Fletcher was forced to flee Germany with her family when she was 11 years old. She remembers the contrast of arriving in Shanghai on a luxury German cruise liner and then being taken by open truck to the refugee camp, where she was lead into a huge room that housed 100 people in iron bunks stacked two and three high. Sir Horace Kadoorie, a member of a prominent Jewish family in Shanghai, established a school for Jewish refugee children. Inge-Ruth was a pupil and was later hired as a teacher’s assistant at the school, where she worked until the end of the war. After the war, Inge-Ruth was hired as a cashier at a large army post exchange (P.X.), where she met Carl Fletcher, a U.S. Army officer. In 1947, Inge-Ruth and Carl were married at the Kadoorie school. Inge-Ruth left Shanghai in 1947 and moved to Houston. Carl followed in 1948.
Objects on loan from Ilse Marcks and Inge-Ruth Fletcher include: birth certificates, requests for immigration, family photos, photos of Shanghai taken by Heinz Marcks, an identification card (necessary for leaving the Hongkew ghetto area), a restaurant menu, an address book of Shanghai Jews, Ilse and Heinz’s marriage certificate and wedding portrait, Inge-Ruth and Carl’s engagement portrait, photos of Shanghai after the war, and a photo of Heinz and Ilse on the boat to America.
The Shanghai exhibit is sponsored locally by Leslie Alexander and the Houston Rockets, with special thanks to Continental Airlines, official airline of Holocaust Museum Houston.
A related exhibit opening March 1 in the Museum’s Boniuk Resource Center and Library documents the experience of another family who eventually made it to Texas. Arno, Lilly and Leo Lachmann emigrated from Berlin, Germany, where their family had lived for generations, to Shanghai in 1939. Highlighting documents from "The Lachmann Family Papers," a collection held in the Holocaust Museum Houston archives, this exhibit illustrates how difficult Jewish emigration from Germany was during the Nazi regime.
"Highlights from the Archive: The Lachmann Family Papers" also runs through Aug. 5, 2007.
In conjunction with those exhibitions, the Museum will present a free public lecture "Refuge in Shanghai: How Thousands of Jewish Refugees Managed to Survive World War II in Shanghai," on Monday, May 21, 2007.

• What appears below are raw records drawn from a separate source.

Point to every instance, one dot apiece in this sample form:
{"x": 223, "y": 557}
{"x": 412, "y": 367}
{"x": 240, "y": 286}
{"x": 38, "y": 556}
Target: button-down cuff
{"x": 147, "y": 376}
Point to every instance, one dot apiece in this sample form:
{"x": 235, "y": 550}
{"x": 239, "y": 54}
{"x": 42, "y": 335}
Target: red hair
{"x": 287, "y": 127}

The lecture by author Dorit Whiteman will begin at 7 p.m. in the Museum’s Herzstein Theater. Visit www.hmh.org/register.asp to RSVP for that event online.

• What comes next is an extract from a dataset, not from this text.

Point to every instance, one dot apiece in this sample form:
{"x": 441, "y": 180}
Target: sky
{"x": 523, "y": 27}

Whiteman will discuss the peculiar circumstances that made the Free Port of Shanghai a sanctuary during the Holocaust.
She will describe how the Jews resourcefully conquered squalor, sickness, deprivation and lack of any legal protection. They survived and carried on their cultural traditions with dignity in a foreign land.
Whiteman was born in Vienna and fled with her family to London just before the outbreak of World War II. The family moved to the United Sates in 1941. Whiteman holds a bachelor’s degree from the University of Georgia and obtained a doctorate in clinical psychology from New York University. She is a practicing psychologist and the author of numerous books including "The Uprooted: A Hitler Legacy" and "Escape via Siberia."

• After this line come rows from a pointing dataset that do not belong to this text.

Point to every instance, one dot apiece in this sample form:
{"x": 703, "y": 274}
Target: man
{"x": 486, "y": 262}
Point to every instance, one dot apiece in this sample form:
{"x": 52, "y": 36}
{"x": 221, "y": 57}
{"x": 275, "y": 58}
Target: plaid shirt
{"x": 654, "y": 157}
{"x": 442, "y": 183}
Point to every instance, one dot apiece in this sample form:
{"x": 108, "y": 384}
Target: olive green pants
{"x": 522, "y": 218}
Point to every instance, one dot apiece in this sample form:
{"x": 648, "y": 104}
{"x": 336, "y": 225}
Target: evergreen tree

Holocaust Museum Houston is dedicated to educating people about the Holocaust, remembering the 6 million Jews and other innocent victims and honoring the survivors' legacy. Using the lessons of the Holocaust and other genocides, the Museum teaches the dangers of hatred, prejudice and apathy.
Holocaust Museum Houston is free and open to the public and is located in Houston’s Museum District at 5401 Caroline St., Houston, TX 77004.